Revenue wallet = execution wallet
This is a deliberate design choice, not an oversight. The same private key that signs inference requests also receives social revenue. Consequences:
- No transfer step between earning and spending. Revenue is immediately available for inference.
- The agent’s “thinking budget” is literally its bank balance. When the money runs out, the thinking stops.
- Key compromise means loss of both revenue and inference capability. The tradeoff is simplicity over compartmentalization.
Direct Key passthrough
Direct Key mode exists for a specific reason: some provider features require exact prompt structure that context engineering would destroy.
When to use direct keys
| Feature | Provider | Why context engineering breaks it |
|---|---|---|
| Predicted Outputs | OpenAI | Expected output must be verbatim; compression would mangle it |
| Batch API | Anthropic | Batch requests need specific formatting; proxy can’t batch |
| Explicit Caching | Gemini | User-managed cache keys conflict with proxy’s cache strategy |
| Responses API | OpenAI | Stateful server sessions; proxy’s context rewriting breaks state |
Safety model
Direct Key mode carries a warning: safety is the user’s responsibility.

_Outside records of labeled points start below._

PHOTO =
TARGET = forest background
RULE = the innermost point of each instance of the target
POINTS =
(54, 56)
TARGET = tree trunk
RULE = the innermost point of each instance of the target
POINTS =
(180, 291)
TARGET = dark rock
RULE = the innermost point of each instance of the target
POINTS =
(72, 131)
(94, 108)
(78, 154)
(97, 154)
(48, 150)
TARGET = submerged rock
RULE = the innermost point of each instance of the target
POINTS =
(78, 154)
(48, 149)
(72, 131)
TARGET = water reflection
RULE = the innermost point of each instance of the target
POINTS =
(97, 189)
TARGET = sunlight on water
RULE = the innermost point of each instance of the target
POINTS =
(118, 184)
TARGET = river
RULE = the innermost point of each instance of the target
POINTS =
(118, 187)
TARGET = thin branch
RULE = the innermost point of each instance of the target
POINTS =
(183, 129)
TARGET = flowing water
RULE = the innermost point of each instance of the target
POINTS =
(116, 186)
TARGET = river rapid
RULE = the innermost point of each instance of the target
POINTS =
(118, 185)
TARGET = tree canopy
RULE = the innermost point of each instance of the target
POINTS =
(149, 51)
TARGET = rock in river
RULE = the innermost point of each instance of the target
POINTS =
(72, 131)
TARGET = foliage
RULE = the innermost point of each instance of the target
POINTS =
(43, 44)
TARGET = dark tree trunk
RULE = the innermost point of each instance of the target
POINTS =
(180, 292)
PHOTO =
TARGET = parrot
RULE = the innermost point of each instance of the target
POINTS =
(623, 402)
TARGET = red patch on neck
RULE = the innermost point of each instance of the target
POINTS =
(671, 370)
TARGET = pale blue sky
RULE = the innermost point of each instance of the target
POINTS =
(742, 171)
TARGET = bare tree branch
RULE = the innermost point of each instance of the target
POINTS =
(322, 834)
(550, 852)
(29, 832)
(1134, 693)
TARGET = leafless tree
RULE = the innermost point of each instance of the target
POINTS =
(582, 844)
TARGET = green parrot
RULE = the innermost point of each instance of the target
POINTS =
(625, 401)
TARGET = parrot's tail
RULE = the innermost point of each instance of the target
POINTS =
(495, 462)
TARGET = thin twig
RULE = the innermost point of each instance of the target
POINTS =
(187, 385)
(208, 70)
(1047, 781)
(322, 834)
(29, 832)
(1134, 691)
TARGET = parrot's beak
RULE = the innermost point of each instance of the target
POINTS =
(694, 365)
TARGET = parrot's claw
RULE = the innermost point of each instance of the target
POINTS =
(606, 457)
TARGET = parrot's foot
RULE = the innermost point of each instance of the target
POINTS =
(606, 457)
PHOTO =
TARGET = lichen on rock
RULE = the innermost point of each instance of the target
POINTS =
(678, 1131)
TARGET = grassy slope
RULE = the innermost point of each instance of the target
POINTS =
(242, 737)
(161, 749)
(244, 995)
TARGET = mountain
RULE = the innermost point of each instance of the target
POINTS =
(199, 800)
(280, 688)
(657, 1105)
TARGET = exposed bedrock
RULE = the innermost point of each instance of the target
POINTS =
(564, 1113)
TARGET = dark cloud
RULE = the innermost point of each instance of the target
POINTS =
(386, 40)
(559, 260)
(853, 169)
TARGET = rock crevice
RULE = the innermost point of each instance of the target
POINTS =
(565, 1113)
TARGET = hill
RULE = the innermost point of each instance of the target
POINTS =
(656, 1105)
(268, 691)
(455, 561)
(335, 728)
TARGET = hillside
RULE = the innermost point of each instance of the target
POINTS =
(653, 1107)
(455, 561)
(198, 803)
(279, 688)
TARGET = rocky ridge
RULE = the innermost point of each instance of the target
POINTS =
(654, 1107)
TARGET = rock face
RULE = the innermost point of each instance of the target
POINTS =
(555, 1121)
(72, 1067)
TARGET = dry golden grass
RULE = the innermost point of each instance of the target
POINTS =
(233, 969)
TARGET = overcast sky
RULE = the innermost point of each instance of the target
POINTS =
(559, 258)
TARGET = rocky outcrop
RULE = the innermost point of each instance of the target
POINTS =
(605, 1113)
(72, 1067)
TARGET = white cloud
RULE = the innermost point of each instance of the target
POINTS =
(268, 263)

The gateway:
- Does NOT apply PII detection
- Does NOT enforce tool pruning
- Does NOT apply budget caps
- Does NOT log content (only metadata: timestamp, model, token counts)
- DOES set
X-Bardo-Cost: directresponse header - DOES enforce rate limiting (to protect the proxy infrastructure, not the user)
Cost attribution
Requests through Direct Key do not appear in Bardo’s cost analytics. The user pays their provider directly. The X-Bardo-Cost: direct header lets observability pipelines distinguish direct-routed requests from proxy-routed ones. From Bardo’s perspective, these requests are invisible to revenue tracking – they generate zero spread.
Complete feature matrix
The gateway discovers provider capabilities at startup and refreshes hourly via each provider’s model list endpoint. The matrix below is the March 2026 state. The gateway does not hardcode this – it reads supportsResponseSchema, supportsReasoning, etc. from model metadata.
Text inference features
| Feature | Venice | BlockRun | Bankr | OpenRouter | Direct (Anthropic) | Direct (OpenAI) |
|---|---|---|---|---|---|---|
OpenAI format (/v1/chat/completions) | yes | yes | yes | yes | no | yes |
Anthropic format (/v1/messages) | yes | yes | yes | no | yes | no |
| Streaming (SSE) | yes | yes | yes | yes | yes | yes |
| Temperature | yes (0-2) | yes | yes | yes | yes (0-1) | yes (0-2) |
| Top-p | yes | yes | yes | yes | yes | yes |
| Top-k | yes | model-dep | no | model-dep | yes | no |
| Min-p | yes (open models) | no | no | model-dep | no | no |
| Frequency penalty | yes | yes | yes | yes | no | yes |
| Presence penalty | yes | yes | yes | yes | no | yes |
| Seed | yes | model-dep | no | model-dep | no | yes |
| Stop sequences | yes | yes | yes | yes | yes | yes |
Advanced features
| Feature | Venice | BlockRun | Bankr | OpenRouter | Direct (Anthropic) | Direct (OpenAI) |
|---|---|---|---|---|---|---|
Structured outputs (response_format) | yes (model-dep) | model-dep | passthrough | model-dep | no (tool_use) | yes |
| Function/tool calling | yes (model-dep) | yes | passthrough | model-dep | yes | yes |
| Reasoning effort | yes | no | passthrough | no | yes (thinking) | yes |
| Visible thinking | yes reasoning_content | no | passthrough | model-dep | yes thinking blocks | yes reasoning field |
| Prompt caching | yes prompt_cache_key + cache_control | auto | passthrough | no | yes cache_control | yes (auto by prefix) |
| Web search | yes | no | no | no | no | yes (tools) |
| TEE / E2EE | yes (model suffix -tee) | no | no | no | no | no |
| Predicted outputs | no | no | no | no | no | yes |
| Batch API | no | no | no | no | yes | yes |
| Embeddings | yes (text-embedding-bge-m3) | no | no | no | yes | yes |
| Image generation | yes (multiple models) | no | no | no | no | yes (DALL-E) |
| Privacy (zero retention) | yes | no | no | no | no | no |
Venice deep integration
Venice is the most feature-rich provider for Golem cognition. This section specifies how every Venice capability maps to Golem subsystems.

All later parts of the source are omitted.